Kidney fibrosis linked to overactive Hippo signalling pathway

Researchers at Science Tokyo have found a malfunction in a critical cellular signalling pathway that triggers severe kidney scarring in nephronophthisis (NPHP), a hereditary disease that is one of the leading causes of kidney failure in children and young adults. Using advanced human stem cell technology, the researchers have also shown that blocking this pathway can dramatically reduce fibrosis, which could lead to the first effective treatment for the condition.

A devastating disease without a cure

Nephronophthisis is a genetic disorder marked by the gradual accumulation of scar tissue in the kidneys. Over time, this fibrosis destroys healthy tissue, eventually leading to end-stage kidney disease. NPHP accounts for around 10 percent of paediatric dialysis cases, yet patients have no therapeutic options beyond kidney transplantation.

Most cases are caused by mutations or deletions in the NPHP1 gene, which is responsible for producing a protein vital for maintaining normal kidney tubules, called nephrocystin-1. However, efforts to study the disease have been held back by the lack of reliable animal models, as existing ones fail to reproduce the level of scarring seen in human patients.

Building a human kidney model from stem cells

To address this challenge the researchers developed a human kidney organoid model using induced pluripotent stem (iPS) cells. Their work outlined one of the most sophisticated human-based models of NPHP to date.

“To model the NPHP1 deficiency observed in nephronophthisis, we used genome editing to remove the NPHP1 gene,” explains lead author and Associate Professor Eisei Sohara. “In this way, we generated NPHP1-deficient iPS cell lines which then differentiated into three-dimensional kidney organoids.”

These miniature kidney structures closely mimicked both the cellular composition and architecture of real human nephrons. When exposed to mild inflammatory signals – specifically interleukin-1β – the NPHP1-deficient organoids developed severe fibrotic changes, unlike healthy organoids. Molecular analysis confirmed high levels of fibrosis-related genes including fibronectin, collagen and CTGF.

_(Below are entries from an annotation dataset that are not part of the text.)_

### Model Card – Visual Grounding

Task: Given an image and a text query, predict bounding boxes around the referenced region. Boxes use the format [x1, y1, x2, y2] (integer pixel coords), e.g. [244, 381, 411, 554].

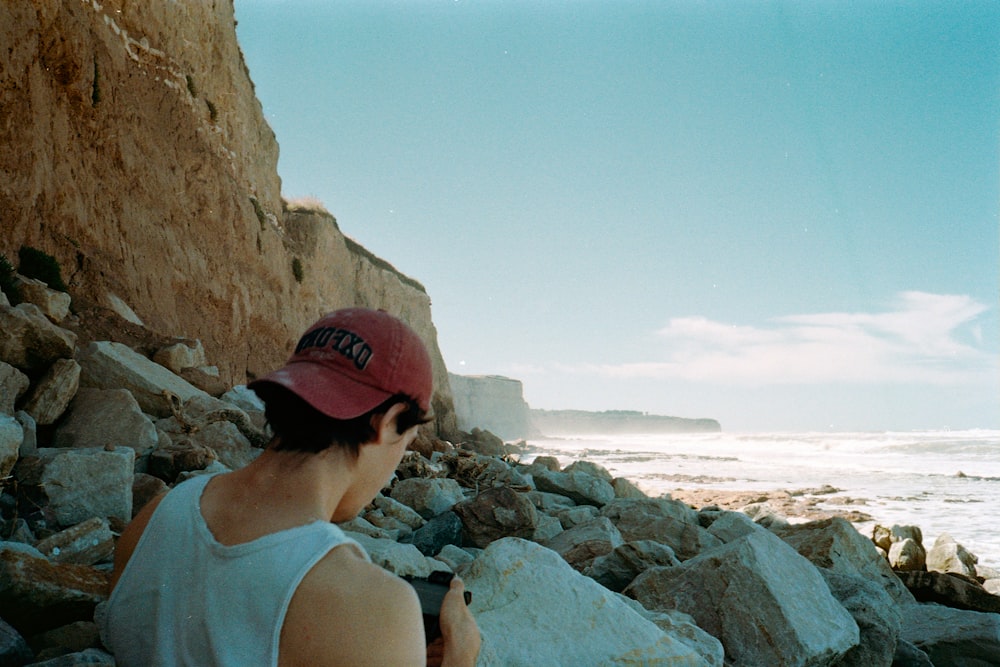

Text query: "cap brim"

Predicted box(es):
[247, 361, 392, 419]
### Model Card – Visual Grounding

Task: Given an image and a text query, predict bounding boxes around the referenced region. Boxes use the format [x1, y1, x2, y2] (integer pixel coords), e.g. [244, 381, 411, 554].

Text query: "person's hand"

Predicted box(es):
[427, 577, 482, 667]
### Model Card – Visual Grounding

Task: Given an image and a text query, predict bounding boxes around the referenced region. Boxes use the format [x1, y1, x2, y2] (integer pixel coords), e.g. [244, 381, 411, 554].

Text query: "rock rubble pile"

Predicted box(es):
[0, 279, 1000, 667]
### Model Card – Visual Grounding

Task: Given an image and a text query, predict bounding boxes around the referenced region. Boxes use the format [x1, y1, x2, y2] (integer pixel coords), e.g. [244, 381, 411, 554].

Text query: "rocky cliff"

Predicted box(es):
[531, 410, 722, 435]
[448, 374, 539, 440]
[0, 0, 455, 433]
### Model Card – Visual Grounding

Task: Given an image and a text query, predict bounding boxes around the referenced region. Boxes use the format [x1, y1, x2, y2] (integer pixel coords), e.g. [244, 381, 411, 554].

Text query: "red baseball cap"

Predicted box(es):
[247, 308, 434, 419]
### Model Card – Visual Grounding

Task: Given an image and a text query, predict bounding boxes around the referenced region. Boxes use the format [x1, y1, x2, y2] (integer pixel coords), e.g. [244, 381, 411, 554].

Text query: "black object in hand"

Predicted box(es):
[403, 572, 472, 644]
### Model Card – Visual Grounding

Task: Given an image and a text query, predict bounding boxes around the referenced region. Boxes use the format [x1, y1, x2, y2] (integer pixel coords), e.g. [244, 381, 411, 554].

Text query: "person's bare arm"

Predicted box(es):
[441, 577, 482, 667]
[279, 545, 426, 667]
[108, 493, 167, 590]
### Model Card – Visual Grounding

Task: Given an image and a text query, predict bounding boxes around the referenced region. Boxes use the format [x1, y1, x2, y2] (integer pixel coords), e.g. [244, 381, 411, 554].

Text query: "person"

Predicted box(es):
[101, 308, 481, 667]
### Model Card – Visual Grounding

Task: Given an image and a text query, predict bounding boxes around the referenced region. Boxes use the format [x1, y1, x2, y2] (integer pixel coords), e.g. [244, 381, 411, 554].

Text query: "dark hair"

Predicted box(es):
[254, 383, 430, 458]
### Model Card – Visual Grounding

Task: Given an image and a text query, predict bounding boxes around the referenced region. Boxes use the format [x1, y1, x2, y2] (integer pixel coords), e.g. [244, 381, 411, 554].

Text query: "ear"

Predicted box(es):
[372, 403, 406, 443]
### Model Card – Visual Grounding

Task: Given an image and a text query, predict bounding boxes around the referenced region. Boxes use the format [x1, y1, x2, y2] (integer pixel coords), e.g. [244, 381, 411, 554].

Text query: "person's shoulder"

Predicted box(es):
[280, 545, 426, 666]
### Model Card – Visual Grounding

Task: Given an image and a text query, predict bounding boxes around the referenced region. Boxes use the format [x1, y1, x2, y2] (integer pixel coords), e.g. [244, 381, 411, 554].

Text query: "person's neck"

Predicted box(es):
[201, 450, 351, 544]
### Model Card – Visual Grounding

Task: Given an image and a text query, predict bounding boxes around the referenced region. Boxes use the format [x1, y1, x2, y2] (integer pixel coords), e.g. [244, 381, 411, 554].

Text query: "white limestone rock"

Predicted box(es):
[77, 341, 211, 417]
[52, 387, 159, 456]
[24, 359, 80, 426]
[0, 361, 31, 415]
[0, 414, 24, 481]
[459, 538, 721, 667]
[0, 303, 76, 371]
[38, 447, 135, 526]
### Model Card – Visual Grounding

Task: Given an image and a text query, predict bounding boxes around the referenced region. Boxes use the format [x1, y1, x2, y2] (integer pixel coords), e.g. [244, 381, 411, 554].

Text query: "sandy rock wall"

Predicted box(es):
[0, 0, 454, 430]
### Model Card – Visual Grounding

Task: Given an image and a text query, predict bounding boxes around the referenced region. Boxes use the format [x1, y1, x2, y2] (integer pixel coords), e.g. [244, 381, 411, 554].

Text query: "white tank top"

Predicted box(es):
[100, 475, 367, 667]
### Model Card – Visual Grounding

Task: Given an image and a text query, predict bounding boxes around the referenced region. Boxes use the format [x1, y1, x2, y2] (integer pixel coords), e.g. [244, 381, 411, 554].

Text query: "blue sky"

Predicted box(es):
[236, 0, 1000, 431]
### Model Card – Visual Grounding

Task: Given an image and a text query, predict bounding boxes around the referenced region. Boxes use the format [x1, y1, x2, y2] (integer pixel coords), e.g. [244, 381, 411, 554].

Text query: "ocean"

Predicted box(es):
[522, 430, 1000, 569]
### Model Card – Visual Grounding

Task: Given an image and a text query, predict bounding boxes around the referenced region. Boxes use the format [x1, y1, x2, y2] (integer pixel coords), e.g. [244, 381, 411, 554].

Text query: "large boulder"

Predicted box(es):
[624, 531, 859, 667]
[583, 540, 680, 593]
[0, 542, 108, 636]
[389, 477, 465, 519]
[0, 414, 24, 479]
[32, 447, 135, 526]
[0, 361, 30, 415]
[531, 466, 615, 507]
[601, 498, 722, 560]
[774, 517, 913, 604]
[454, 486, 538, 548]
[24, 359, 80, 426]
[545, 516, 623, 572]
[459, 538, 721, 667]
[899, 570, 1000, 614]
[820, 568, 902, 667]
[77, 341, 210, 417]
[52, 388, 158, 456]
[927, 533, 979, 577]
[0, 303, 76, 371]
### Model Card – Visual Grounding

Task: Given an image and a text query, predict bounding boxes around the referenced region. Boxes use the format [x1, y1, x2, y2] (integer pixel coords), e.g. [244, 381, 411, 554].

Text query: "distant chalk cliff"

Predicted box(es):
[531, 410, 722, 435]
[448, 373, 538, 440]
[448, 373, 722, 440]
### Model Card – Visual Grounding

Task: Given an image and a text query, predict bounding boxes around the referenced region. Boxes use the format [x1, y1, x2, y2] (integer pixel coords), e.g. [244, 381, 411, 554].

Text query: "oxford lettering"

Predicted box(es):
[295, 327, 372, 371]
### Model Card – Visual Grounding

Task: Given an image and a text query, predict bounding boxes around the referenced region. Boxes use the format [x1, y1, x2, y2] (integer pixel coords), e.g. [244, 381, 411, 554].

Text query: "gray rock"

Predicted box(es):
[899, 570, 1000, 614]
[454, 486, 538, 548]
[14, 410, 38, 456]
[35, 517, 115, 565]
[820, 568, 902, 667]
[52, 387, 159, 456]
[459, 538, 721, 667]
[545, 516, 623, 572]
[0, 414, 24, 479]
[531, 456, 561, 472]
[563, 461, 614, 484]
[24, 359, 80, 426]
[31, 611, 101, 662]
[153, 339, 206, 375]
[601, 498, 722, 560]
[0, 618, 35, 667]
[0, 303, 76, 371]
[887, 537, 927, 572]
[698, 512, 766, 543]
[532, 468, 615, 507]
[624, 531, 859, 667]
[344, 530, 447, 577]
[15, 276, 72, 324]
[220, 384, 264, 412]
[409, 512, 462, 556]
[583, 540, 680, 593]
[0, 361, 30, 415]
[22, 648, 115, 667]
[611, 477, 648, 498]
[892, 639, 934, 667]
[927, 533, 979, 577]
[0, 543, 108, 636]
[77, 341, 210, 417]
[531, 512, 563, 544]
[38, 447, 135, 526]
[901, 604, 1000, 667]
[147, 438, 219, 484]
[372, 494, 427, 530]
[132, 472, 170, 518]
[777, 517, 913, 604]
[525, 491, 576, 516]
[555, 505, 598, 530]
[390, 477, 465, 519]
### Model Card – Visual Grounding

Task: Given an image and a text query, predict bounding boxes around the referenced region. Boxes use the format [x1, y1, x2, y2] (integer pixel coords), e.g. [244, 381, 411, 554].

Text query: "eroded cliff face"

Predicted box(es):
[0, 0, 455, 433]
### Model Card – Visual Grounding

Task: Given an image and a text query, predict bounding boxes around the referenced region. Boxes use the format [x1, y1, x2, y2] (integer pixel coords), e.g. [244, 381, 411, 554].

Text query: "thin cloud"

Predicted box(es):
[552, 292, 997, 386]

Researchers used human kidney organoids to uncover how Hippo signaling drives fibrosis and to identify potential drug treatments. Credit: Institute of Science Tokyo

Abnormal Hippo signalling identified as the culprit

Further experiments found that these changes were driven by abnormal activation of the Hippo signalling pathway, an important regulator of tissue repair and organ size. Normally, this pathway helps prevent excessive scarring by controlling YAP and TAZ, two key proteins involved in cell growth.

“Our findings reveal that NPHP1 interacts with components of the Hippo pathway to maintain a balance between repair and fibrosis,” says Sohara. “When this interaction is lost, the Hippo pathway becomes overactive, driving progressive kidney damage.”

To test whether blocking this pathway could halt fibrosis, the team trialled several Hippo pathway inhibitors on the organoid model. Among these was verteporfin, a drug already approved to treat macular degeneration.

Verteporfin was found to reverse fibrosis markers and reduce the accumulation of fibrosis-related genes. As verteporfin is already used clinically, it could offer an immediate treatment option for nephronophthisis.

A path toward personalised therapies

This breakthrough marks the first successful drug testing on a human iPSC-derived NPHP model, demonstrating the power of organoid technologies to replace animal models and enable more precise disease research.

Looking ahead, the Science Tokyo team plans to refine their organoid platform to investigate additional signalling pathways and screen new drug candidates. Their goal is to accelerate the development of safer, more effective therapies for kidney fibrosis and other chronic kidney diseases.